The non-asymptotic analysis of Stochastic Gradient Descent (SGD) typically yields bounds that decompose into a bias term and a variance term. In this work, we focus on the bias component and study the extent to which SGD can match the optimal convergence behavior of deterministic gradient descent. Assuming only (strong) convexity and smoothness of the objective, we derive new bounds that are bias-optimal, in the sense that the bias term coincides with the worst-case rate of gradient descent. Our results hold for the full range of constant step-sizes $γL \in (0,2)$, including critical and large step-size regimes that were previously unexplored without additional variance assumptions. The bounds are obtained through the construction of a simple Lyapunov energy whose monotonicity yields sharp convergence guarantees. To design the parameters of this energy, we employ the Performance Estimation Problem framework, which we also use to provide numerical evidence for the optimality of the associated variance terms.

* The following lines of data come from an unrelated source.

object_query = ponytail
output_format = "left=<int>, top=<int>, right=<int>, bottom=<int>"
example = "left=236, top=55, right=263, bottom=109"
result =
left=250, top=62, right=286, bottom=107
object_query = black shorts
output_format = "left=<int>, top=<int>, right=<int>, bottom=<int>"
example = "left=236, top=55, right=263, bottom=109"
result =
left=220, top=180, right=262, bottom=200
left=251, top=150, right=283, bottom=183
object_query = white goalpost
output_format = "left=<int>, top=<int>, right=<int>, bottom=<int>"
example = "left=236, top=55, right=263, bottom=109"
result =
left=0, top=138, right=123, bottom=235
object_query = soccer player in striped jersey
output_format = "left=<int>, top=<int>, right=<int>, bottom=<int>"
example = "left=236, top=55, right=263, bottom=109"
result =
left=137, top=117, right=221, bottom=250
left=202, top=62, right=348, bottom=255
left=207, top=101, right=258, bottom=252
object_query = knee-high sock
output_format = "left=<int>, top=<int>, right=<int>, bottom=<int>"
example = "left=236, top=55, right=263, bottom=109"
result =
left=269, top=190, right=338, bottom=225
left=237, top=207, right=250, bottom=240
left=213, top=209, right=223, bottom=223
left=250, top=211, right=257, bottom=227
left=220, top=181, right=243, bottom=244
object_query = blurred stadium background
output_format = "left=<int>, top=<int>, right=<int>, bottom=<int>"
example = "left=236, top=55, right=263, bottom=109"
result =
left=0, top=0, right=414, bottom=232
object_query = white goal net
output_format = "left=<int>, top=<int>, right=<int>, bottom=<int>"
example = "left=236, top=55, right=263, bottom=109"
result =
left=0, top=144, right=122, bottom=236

翻译：随机梯度下降（SGD）的非渐近分析通常产生可分解为偏差项和方差项的界。本文聚焦于偏差分量，研究SGD能在多大程度上匹配确定性梯度下降的最优收敛行为。仅假设目标函数具有（强）凸性和光滑性，我们推导出新的偏差最优界，即偏差项与梯度下降的最坏情况速率一致。我们的结果适用于恒定步长$γL \in (0,2)$的整个范围，包括先前在未附加方差假设条件下未曾探索的临界和大步长区域。这些界是通过构造一个简单的李雅普诺夫能量函数获得的，其单调性可产生尖锐的收敛保证。为了设计该能量函数的参数，我们采用了性能估计问题框架，并利用该框架为相关方差项的最优性提供了数值证据。